This project is part of the Ironhack Data Analysis Course (August 2024 - February 2025). In the project, we analyze a dataset of house sale prices for King County, including Seattle. Our main goal is to analyze which features best explain the prices of houses. We do this with a regression analysis.
Here, you can download the dataset which can also be found in this repository. The dataset contains 21 columns and 21,613 rows and the data points span over one year from May 2014 to May 2015.
.
├── images # data folder: project image/graph files
├── all-code_house-price_IronRegression.ipynb # all code, EDA, regression models
├── king_ country_ houses_aa.csv # original dataset
├── presentation # pdf with the project presentation
└── README.md
Out approach to first clean the data, then do some basic and more advanced EDA to understand the structures and relations more deeply. After that, we aimed to build a regression model which explains the target "price" the best.

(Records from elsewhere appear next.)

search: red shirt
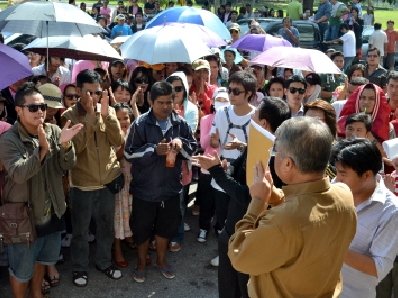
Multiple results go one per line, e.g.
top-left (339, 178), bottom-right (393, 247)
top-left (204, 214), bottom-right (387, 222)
top-left (384, 30), bottom-right (398, 53)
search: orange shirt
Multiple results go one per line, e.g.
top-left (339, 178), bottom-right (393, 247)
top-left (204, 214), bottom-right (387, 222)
top-left (384, 30), bottom-right (398, 53)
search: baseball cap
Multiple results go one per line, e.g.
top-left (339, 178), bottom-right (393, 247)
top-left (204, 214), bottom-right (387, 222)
top-left (192, 59), bottom-right (210, 71)
top-left (37, 83), bottom-right (64, 109)
top-left (228, 23), bottom-right (240, 32)
top-left (116, 13), bottom-right (126, 21)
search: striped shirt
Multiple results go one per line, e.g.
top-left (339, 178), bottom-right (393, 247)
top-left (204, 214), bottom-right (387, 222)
top-left (340, 180), bottom-right (398, 298)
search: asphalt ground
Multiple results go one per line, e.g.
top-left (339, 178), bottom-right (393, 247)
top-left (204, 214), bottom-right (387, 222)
top-left (0, 194), bottom-right (218, 298)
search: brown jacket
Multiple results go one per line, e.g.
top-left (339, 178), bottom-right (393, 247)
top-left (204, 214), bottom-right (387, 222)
top-left (228, 178), bottom-right (356, 298)
top-left (62, 103), bottom-right (124, 189)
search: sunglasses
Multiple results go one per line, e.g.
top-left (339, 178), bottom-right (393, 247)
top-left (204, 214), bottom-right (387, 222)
top-left (227, 87), bottom-right (246, 96)
top-left (86, 90), bottom-right (102, 97)
top-left (134, 78), bottom-right (148, 85)
top-left (174, 86), bottom-right (184, 93)
top-left (64, 94), bottom-right (79, 99)
top-left (289, 87), bottom-right (305, 95)
top-left (20, 103), bottom-right (47, 113)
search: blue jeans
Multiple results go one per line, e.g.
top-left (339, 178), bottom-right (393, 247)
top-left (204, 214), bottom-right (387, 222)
top-left (70, 187), bottom-right (115, 271)
top-left (7, 232), bottom-right (61, 283)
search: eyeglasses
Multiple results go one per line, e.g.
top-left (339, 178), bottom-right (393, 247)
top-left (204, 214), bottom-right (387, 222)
top-left (289, 87), bottom-right (305, 95)
top-left (86, 90), bottom-right (102, 97)
top-left (227, 87), bottom-right (245, 96)
top-left (174, 86), bottom-right (184, 93)
top-left (64, 94), bottom-right (79, 100)
top-left (134, 78), bottom-right (148, 85)
top-left (20, 103), bottom-right (47, 113)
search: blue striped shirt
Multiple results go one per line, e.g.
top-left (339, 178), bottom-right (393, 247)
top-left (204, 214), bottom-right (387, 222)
top-left (340, 180), bottom-right (398, 298)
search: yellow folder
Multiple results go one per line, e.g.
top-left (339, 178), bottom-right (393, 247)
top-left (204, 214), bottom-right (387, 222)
top-left (246, 120), bottom-right (275, 187)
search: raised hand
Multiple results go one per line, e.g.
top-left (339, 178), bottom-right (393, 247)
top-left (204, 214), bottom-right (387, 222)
top-left (37, 124), bottom-right (50, 160)
top-left (101, 90), bottom-right (109, 117)
top-left (249, 162), bottom-right (274, 204)
top-left (59, 120), bottom-right (83, 145)
top-left (156, 139), bottom-right (170, 156)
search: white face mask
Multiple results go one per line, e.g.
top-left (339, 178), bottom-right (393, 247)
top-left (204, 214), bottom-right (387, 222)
top-left (214, 101), bottom-right (229, 110)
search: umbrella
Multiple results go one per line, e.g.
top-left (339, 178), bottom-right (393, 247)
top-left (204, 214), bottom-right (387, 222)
top-left (0, 1), bottom-right (103, 37)
top-left (24, 35), bottom-right (122, 61)
top-left (0, 43), bottom-right (32, 89)
top-left (146, 6), bottom-right (231, 40)
top-left (153, 23), bottom-right (227, 48)
top-left (120, 25), bottom-right (212, 64)
top-left (250, 47), bottom-right (341, 74)
top-left (231, 34), bottom-right (292, 52)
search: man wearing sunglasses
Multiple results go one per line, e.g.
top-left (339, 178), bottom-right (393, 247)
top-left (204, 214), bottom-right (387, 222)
top-left (62, 69), bottom-right (124, 287)
top-left (0, 83), bottom-right (83, 297)
top-left (285, 75), bottom-right (307, 117)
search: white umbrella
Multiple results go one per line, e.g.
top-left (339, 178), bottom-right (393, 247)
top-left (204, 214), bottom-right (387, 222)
top-left (24, 35), bottom-right (122, 61)
top-left (0, 1), bottom-right (103, 37)
top-left (120, 25), bottom-right (212, 64)
top-left (250, 47), bottom-right (341, 74)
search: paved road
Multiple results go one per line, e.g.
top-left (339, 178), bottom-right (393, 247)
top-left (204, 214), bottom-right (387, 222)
top-left (0, 206), bottom-right (218, 298)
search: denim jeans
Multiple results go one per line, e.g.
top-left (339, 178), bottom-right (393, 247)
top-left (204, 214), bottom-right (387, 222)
top-left (70, 187), bottom-right (115, 271)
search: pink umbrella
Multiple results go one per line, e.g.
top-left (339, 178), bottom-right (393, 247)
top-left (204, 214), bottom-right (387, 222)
top-left (231, 34), bottom-right (292, 52)
top-left (250, 47), bottom-right (341, 74)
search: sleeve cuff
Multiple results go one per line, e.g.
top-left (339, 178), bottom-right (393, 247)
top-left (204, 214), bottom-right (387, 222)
top-left (247, 199), bottom-right (266, 215)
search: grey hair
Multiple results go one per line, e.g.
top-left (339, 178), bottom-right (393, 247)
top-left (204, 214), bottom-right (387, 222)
top-left (275, 117), bottom-right (333, 173)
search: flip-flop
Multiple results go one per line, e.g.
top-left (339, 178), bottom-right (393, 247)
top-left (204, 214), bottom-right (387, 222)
top-left (41, 278), bottom-right (51, 295)
top-left (158, 265), bottom-right (176, 279)
top-left (133, 269), bottom-right (145, 284)
top-left (44, 275), bottom-right (61, 288)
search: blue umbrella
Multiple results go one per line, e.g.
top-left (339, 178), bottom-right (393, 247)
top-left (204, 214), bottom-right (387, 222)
top-left (146, 6), bottom-right (231, 40)
top-left (0, 44), bottom-right (32, 89)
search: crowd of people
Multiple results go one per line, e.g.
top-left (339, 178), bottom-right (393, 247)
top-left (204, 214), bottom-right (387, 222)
top-left (0, 0), bottom-right (398, 298)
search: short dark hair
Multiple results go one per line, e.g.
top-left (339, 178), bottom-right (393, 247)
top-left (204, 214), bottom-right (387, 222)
top-left (15, 82), bottom-right (41, 107)
top-left (76, 69), bottom-right (102, 88)
top-left (368, 48), bottom-right (380, 57)
top-left (345, 113), bottom-right (372, 131)
top-left (151, 81), bottom-right (174, 102)
top-left (387, 70), bottom-right (398, 84)
top-left (304, 99), bottom-right (337, 138)
top-left (339, 23), bottom-right (350, 31)
top-left (330, 51), bottom-right (344, 61)
top-left (257, 96), bottom-right (290, 133)
top-left (347, 64), bottom-right (365, 80)
top-left (330, 139), bottom-right (383, 176)
top-left (348, 77), bottom-right (369, 86)
top-left (228, 70), bottom-right (257, 101)
top-left (285, 75), bottom-right (307, 89)
top-left (266, 77), bottom-right (285, 95)
top-left (111, 80), bottom-right (131, 94)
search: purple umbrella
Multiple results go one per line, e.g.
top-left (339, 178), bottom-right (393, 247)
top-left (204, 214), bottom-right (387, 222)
top-left (0, 44), bottom-right (32, 89)
top-left (231, 34), bottom-right (292, 52)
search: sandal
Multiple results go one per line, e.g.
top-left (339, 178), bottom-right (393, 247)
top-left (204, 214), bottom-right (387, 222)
top-left (158, 265), bottom-right (176, 279)
top-left (96, 265), bottom-right (122, 279)
top-left (133, 269), bottom-right (145, 284)
top-left (44, 275), bottom-right (61, 288)
top-left (41, 278), bottom-right (51, 295)
top-left (72, 271), bottom-right (88, 287)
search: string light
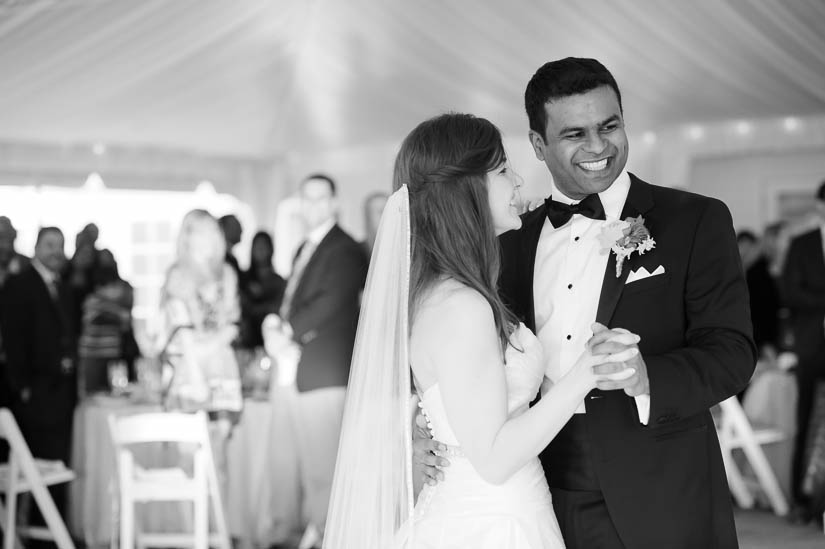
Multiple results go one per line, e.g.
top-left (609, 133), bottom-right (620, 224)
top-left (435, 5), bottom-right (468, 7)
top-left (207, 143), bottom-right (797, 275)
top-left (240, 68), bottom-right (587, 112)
top-left (687, 124), bottom-right (705, 141)
top-left (782, 116), bottom-right (799, 133)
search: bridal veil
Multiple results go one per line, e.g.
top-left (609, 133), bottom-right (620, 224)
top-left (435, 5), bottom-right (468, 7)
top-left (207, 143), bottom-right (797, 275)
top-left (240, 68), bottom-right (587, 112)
top-left (324, 185), bottom-right (414, 549)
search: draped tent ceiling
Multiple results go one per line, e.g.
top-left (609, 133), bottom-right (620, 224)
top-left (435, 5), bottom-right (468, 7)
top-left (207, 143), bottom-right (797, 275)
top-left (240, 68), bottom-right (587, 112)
top-left (0, 0), bottom-right (825, 158)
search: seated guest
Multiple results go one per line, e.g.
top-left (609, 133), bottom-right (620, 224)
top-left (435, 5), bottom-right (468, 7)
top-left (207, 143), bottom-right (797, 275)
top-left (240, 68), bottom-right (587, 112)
top-left (240, 231), bottom-right (286, 348)
top-left (782, 182), bottom-right (825, 522)
top-left (78, 250), bottom-right (134, 396)
top-left (218, 214), bottom-right (243, 280)
top-left (0, 227), bottom-right (77, 508)
top-left (161, 210), bottom-right (243, 426)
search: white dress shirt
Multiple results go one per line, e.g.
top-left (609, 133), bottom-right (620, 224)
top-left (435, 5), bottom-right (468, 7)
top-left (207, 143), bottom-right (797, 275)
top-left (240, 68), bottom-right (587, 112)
top-left (533, 171), bottom-right (650, 423)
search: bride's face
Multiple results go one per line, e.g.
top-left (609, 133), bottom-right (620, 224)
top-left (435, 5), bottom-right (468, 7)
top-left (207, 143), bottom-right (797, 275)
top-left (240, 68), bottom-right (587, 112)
top-left (487, 162), bottom-right (521, 235)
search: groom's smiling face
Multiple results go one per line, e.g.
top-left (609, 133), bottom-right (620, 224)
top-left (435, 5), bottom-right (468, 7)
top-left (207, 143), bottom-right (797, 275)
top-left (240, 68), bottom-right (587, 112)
top-left (530, 86), bottom-right (628, 200)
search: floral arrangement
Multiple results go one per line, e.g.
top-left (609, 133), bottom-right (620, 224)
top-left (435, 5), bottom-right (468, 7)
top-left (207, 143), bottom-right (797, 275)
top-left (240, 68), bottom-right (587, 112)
top-left (599, 215), bottom-right (656, 278)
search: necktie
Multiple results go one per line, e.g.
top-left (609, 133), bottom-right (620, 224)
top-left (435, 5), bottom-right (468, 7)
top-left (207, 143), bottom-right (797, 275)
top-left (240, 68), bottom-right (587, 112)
top-left (280, 240), bottom-right (315, 320)
top-left (547, 194), bottom-right (605, 229)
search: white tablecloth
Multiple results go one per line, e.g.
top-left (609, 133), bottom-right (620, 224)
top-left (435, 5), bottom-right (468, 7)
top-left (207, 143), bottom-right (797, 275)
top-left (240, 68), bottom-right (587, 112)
top-left (69, 386), bottom-right (301, 547)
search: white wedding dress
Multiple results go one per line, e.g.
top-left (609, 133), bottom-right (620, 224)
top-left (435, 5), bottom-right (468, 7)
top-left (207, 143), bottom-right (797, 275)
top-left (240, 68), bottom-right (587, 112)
top-left (396, 324), bottom-right (564, 549)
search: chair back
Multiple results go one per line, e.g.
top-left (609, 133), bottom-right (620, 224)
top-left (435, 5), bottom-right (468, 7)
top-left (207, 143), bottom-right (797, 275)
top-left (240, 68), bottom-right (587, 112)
top-left (109, 412), bottom-right (210, 448)
top-left (0, 408), bottom-right (34, 461)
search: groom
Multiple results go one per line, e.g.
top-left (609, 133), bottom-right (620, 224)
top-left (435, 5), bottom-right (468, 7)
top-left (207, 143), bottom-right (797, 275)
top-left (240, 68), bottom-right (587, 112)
top-left (500, 58), bottom-right (755, 549)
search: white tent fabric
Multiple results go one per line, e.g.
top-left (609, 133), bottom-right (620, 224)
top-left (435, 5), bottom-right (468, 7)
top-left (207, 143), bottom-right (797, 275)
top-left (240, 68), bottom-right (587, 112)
top-left (0, 0), bottom-right (825, 158)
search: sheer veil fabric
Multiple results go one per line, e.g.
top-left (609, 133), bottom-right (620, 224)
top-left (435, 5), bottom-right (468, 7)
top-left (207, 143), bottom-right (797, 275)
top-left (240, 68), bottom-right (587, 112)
top-left (323, 185), bottom-right (414, 549)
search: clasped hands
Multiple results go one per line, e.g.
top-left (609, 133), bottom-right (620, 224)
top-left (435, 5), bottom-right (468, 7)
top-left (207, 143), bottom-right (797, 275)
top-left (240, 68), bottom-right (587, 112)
top-left (413, 322), bottom-right (650, 486)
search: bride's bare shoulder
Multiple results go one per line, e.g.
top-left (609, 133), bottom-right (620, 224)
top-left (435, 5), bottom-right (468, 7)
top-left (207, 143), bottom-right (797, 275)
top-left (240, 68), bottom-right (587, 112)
top-left (414, 279), bottom-right (493, 331)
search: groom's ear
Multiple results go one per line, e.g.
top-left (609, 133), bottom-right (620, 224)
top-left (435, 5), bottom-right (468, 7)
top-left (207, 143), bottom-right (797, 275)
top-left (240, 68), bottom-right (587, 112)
top-left (527, 130), bottom-right (546, 162)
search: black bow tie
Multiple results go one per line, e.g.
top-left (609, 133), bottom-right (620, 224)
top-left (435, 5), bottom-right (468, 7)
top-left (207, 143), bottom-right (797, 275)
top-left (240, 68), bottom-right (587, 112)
top-left (547, 194), bottom-right (605, 229)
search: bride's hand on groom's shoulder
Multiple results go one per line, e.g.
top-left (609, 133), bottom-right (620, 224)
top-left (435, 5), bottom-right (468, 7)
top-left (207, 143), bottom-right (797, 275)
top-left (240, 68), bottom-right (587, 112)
top-left (587, 323), bottom-right (650, 397)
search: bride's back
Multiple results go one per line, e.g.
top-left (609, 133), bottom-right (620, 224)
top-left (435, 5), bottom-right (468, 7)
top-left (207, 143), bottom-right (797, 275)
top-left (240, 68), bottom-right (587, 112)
top-left (410, 278), bottom-right (497, 393)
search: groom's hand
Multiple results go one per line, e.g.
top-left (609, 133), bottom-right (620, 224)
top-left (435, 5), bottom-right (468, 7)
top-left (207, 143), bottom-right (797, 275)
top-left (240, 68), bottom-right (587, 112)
top-left (587, 323), bottom-right (650, 397)
top-left (413, 414), bottom-right (450, 488)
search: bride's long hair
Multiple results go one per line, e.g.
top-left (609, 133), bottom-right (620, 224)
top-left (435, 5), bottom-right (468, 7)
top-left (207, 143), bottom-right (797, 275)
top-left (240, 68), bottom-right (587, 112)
top-left (393, 113), bottom-right (515, 353)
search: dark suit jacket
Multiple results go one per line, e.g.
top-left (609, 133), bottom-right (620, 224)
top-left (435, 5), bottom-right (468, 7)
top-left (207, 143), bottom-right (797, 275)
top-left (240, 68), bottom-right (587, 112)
top-left (287, 225), bottom-right (367, 392)
top-left (500, 175), bottom-right (755, 549)
top-left (0, 267), bottom-right (77, 460)
top-left (782, 228), bottom-right (825, 366)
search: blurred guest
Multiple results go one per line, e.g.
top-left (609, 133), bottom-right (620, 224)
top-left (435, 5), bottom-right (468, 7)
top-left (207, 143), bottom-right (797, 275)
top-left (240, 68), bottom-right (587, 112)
top-left (218, 214), bottom-right (243, 280)
top-left (783, 182), bottom-right (825, 521)
top-left (0, 227), bottom-right (77, 506)
top-left (74, 223), bottom-right (100, 253)
top-left (161, 210), bottom-right (243, 450)
top-left (241, 231), bottom-right (286, 348)
top-left (78, 250), bottom-right (135, 396)
top-left (62, 223), bottom-right (99, 332)
top-left (762, 221), bottom-right (789, 280)
top-left (364, 192), bottom-right (388, 258)
top-left (280, 174), bottom-right (367, 545)
top-left (0, 216), bottom-right (29, 288)
top-left (736, 231), bottom-right (779, 358)
top-left (0, 216), bottom-right (29, 416)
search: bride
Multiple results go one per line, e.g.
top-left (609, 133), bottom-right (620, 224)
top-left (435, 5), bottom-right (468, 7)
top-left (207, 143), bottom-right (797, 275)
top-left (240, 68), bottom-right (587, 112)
top-left (324, 114), bottom-right (638, 549)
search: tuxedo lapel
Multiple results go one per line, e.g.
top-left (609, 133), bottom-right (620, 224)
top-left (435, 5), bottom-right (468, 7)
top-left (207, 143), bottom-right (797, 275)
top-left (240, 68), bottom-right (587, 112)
top-left (519, 202), bottom-right (550, 331)
top-left (596, 174), bottom-right (653, 326)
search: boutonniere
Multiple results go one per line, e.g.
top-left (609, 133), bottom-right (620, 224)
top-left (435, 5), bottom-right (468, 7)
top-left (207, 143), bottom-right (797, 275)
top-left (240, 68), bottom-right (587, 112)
top-left (599, 216), bottom-right (656, 278)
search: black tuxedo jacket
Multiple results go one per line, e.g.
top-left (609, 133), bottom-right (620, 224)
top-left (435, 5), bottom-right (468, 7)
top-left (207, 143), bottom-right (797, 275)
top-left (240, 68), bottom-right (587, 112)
top-left (0, 267), bottom-right (77, 436)
top-left (782, 228), bottom-right (825, 364)
top-left (500, 175), bottom-right (755, 549)
top-left (287, 225), bottom-right (367, 392)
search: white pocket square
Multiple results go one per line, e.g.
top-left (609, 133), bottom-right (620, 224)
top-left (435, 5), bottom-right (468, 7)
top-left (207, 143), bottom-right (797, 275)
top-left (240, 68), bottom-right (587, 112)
top-left (625, 265), bottom-right (665, 284)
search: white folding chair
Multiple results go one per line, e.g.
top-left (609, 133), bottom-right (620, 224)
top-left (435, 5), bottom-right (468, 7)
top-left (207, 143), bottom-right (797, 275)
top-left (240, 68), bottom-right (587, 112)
top-left (717, 396), bottom-right (788, 516)
top-left (0, 408), bottom-right (75, 549)
top-left (109, 412), bottom-right (230, 549)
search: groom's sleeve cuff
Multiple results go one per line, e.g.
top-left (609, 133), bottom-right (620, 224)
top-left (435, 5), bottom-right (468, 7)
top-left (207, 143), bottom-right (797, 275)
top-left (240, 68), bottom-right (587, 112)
top-left (633, 395), bottom-right (650, 425)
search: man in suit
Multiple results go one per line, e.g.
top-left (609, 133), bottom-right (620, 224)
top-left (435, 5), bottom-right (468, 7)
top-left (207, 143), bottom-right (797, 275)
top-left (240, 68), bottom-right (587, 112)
top-left (0, 216), bottom-right (30, 416)
top-left (782, 182), bottom-right (825, 522)
top-left (0, 227), bottom-right (77, 507)
top-left (281, 174), bottom-right (367, 546)
top-left (500, 58), bottom-right (755, 549)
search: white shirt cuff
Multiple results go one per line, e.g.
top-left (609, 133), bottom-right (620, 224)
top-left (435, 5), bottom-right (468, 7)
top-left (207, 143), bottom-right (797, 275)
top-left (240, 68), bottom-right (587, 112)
top-left (633, 395), bottom-right (650, 425)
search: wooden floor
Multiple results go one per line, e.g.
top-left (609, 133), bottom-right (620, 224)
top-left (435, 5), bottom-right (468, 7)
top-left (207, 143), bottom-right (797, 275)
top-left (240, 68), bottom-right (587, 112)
top-left (735, 509), bottom-right (825, 549)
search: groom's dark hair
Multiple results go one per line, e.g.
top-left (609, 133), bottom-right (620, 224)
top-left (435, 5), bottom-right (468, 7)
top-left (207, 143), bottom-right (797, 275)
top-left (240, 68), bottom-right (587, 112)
top-left (524, 57), bottom-right (624, 137)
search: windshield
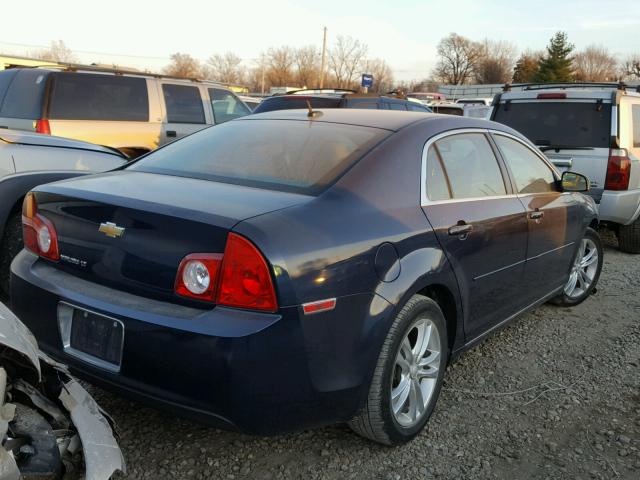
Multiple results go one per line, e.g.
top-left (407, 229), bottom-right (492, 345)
top-left (128, 120), bottom-right (391, 195)
top-left (494, 101), bottom-right (611, 148)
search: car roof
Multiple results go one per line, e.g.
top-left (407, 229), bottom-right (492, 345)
top-left (232, 108), bottom-right (504, 132)
top-left (0, 130), bottom-right (126, 158)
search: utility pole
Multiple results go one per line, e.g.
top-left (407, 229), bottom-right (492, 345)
top-left (320, 27), bottom-right (327, 88)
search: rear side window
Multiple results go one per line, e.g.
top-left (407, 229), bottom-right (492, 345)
top-left (0, 69), bottom-right (18, 110)
top-left (49, 72), bottom-right (149, 122)
top-left (162, 83), bottom-right (204, 123)
top-left (631, 105), bottom-right (640, 148)
top-left (493, 135), bottom-right (556, 193)
top-left (0, 68), bottom-right (47, 120)
top-left (253, 95), bottom-right (342, 113)
top-left (209, 88), bottom-right (251, 123)
top-left (129, 120), bottom-right (390, 195)
top-left (430, 133), bottom-right (507, 198)
top-left (494, 100), bottom-right (611, 148)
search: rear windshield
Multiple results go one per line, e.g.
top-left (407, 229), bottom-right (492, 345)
top-left (0, 68), bottom-right (48, 120)
top-left (128, 120), bottom-right (390, 195)
top-left (49, 73), bottom-right (149, 122)
top-left (253, 96), bottom-right (341, 113)
top-left (494, 101), bottom-right (611, 148)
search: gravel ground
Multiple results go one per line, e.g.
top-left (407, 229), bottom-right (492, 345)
top-left (84, 230), bottom-right (640, 479)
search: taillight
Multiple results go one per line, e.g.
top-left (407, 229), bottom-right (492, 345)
top-left (175, 233), bottom-right (278, 312)
top-left (218, 233), bottom-right (278, 312)
top-left (604, 148), bottom-right (631, 190)
top-left (175, 253), bottom-right (222, 302)
top-left (22, 192), bottom-right (60, 261)
top-left (36, 118), bottom-right (51, 135)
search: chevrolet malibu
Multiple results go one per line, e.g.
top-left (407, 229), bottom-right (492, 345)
top-left (11, 109), bottom-right (602, 445)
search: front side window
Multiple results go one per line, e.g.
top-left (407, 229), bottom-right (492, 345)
top-left (162, 83), bottom-right (204, 123)
top-left (494, 135), bottom-right (556, 193)
top-left (209, 88), bottom-right (251, 123)
top-left (435, 133), bottom-right (507, 199)
top-left (49, 72), bottom-right (149, 122)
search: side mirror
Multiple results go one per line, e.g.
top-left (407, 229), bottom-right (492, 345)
top-left (560, 172), bottom-right (591, 192)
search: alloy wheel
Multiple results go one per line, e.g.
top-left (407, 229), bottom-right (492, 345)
top-left (564, 238), bottom-right (599, 298)
top-left (391, 318), bottom-right (442, 428)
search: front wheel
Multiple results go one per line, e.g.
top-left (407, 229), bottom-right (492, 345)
top-left (551, 228), bottom-right (603, 307)
top-left (349, 295), bottom-right (449, 445)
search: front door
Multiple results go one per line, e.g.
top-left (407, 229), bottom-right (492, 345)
top-left (493, 133), bottom-right (582, 301)
top-left (160, 83), bottom-right (207, 144)
top-left (422, 132), bottom-right (528, 339)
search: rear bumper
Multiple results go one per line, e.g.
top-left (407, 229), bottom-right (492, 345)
top-left (598, 190), bottom-right (640, 225)
top-left (11, 251), bottom-right (391, 434)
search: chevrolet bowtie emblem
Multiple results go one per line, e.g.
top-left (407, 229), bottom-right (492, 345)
top-left (98, 222), bottom-right (124, 238)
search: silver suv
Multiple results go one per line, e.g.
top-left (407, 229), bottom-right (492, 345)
top-left (491, 84), bottom-right (640, 253)
top-left (0, 67), bottom-right (251, 157)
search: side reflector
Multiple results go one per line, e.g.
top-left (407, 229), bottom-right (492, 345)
top-left (302, 298), bottom-right (336, 315)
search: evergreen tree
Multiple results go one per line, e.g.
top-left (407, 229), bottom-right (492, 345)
top-left (534, 32), bottom-right (574, 83)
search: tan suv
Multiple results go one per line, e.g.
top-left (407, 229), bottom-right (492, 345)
top-left (0, 67), bottom-right (251, 157)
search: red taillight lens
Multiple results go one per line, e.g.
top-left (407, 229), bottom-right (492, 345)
top-left (175, 253), bottom-right (222, 302)
top-left (218, 233), bottom-right (278, 312)
top-left (36, 118), bottom-right (51, 135)
top-left (604, 148), bottom-right (631, 190)
top-left (22, 192), bottom-right (60, 261)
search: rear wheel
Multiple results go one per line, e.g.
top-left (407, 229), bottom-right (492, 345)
top-left (618, 218), bottom-right (640, 253)
top-left (349, 295), bottom-right (449, 445)
top-left (551, 228), bottom-right (603, 307)
top-left (0, 213), bottom-right (22, 295)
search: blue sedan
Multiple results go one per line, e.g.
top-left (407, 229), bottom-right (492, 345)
top-left (11, 109), bottom-right (602, 445)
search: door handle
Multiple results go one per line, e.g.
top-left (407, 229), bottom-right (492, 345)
top-left (449, 223), bottom-right (473, 236)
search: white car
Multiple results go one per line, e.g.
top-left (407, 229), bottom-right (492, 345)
top-left (491, 83), bottom-right (640, 253)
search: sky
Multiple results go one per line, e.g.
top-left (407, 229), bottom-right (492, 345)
top-left (0, 0), bottom-right (640, 81)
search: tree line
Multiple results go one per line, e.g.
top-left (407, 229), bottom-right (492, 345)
top-left (432, 32), bottom-right (640, 85)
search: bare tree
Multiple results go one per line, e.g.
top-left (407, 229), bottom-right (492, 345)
top-left (327, 36), bottom-right (368, 88)
top-left (364, 58), bottom-right (393, 93)
top-left (29, 40), bottom-right (78, 63)
top-left (207, 52), bottom-right (245, 83)
top-left (573, 45), bottom-right (617, 82)
top-left (294, 45), bottom-right (320, 87)
top-left (433, 33), bottom-right (482, 85)
top-left (164, 53), bottom-right (202, 78)
top-left (264, 47), bottom-right (295, 87)
top-left (475, 40), bottom-right (516, 83)
top-left (621, 54), bottom-right (640, 80)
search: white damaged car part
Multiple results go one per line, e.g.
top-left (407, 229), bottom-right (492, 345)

- There were no null values, no "real" duplicates and no empty spaces in our data. All our data types were numerical, apart from the date column which we changed to datetime.
- The dataset contains a mix of numerical and categorial data (all encoded in numbers). Continuous and discrete numerical as well as ordinal and nominal categorial.
- Most of our data showed little signs of normal distribution.
- Many columns proved to have many outliers.
- Out target price: The distribution is very positively skewed, there are indications of many outliers.
- A simple Pearson correlation on all features (excluding date and id) gave us five features with a higher correlation than 0.5 and two with very high correlation.
- Visualizations and more correlation calculations supported the first findings but also gave some contradicting results.
The important features are almost all highly correlated with one another.
Because of our findings in the EDA, we decided to keep all features (apart from date and id) for a baseline model. Strictly interpreted, based on correlation and multicollinearity, only one feature would be left as train for the regression model. This seemed unuseful for us, so we decided to got with everything first and then reduce/ engineer.
For the baseline model, we used for different apporaches: Linear, Ridge, Random Forest and XGBoost Regression.
To try to improve the model, we then (among others) took the following steps:
- Testing different sets of features based on different conditions.
- Normalising the scales of the features.
- Oversampling one feature.
- Checking Feature Importance and on those grounds defining two new sets of features.
- Eliminating Outliers from the Train (before modeling)
Finally we found that by eliminating the outliers before modeling, we could improve the metrics dramatically. Yet, this has the disadvantage of not having analyzed exactely these. For the best prediction model including the most data, we identified using XGBoost, all features and normalized scales.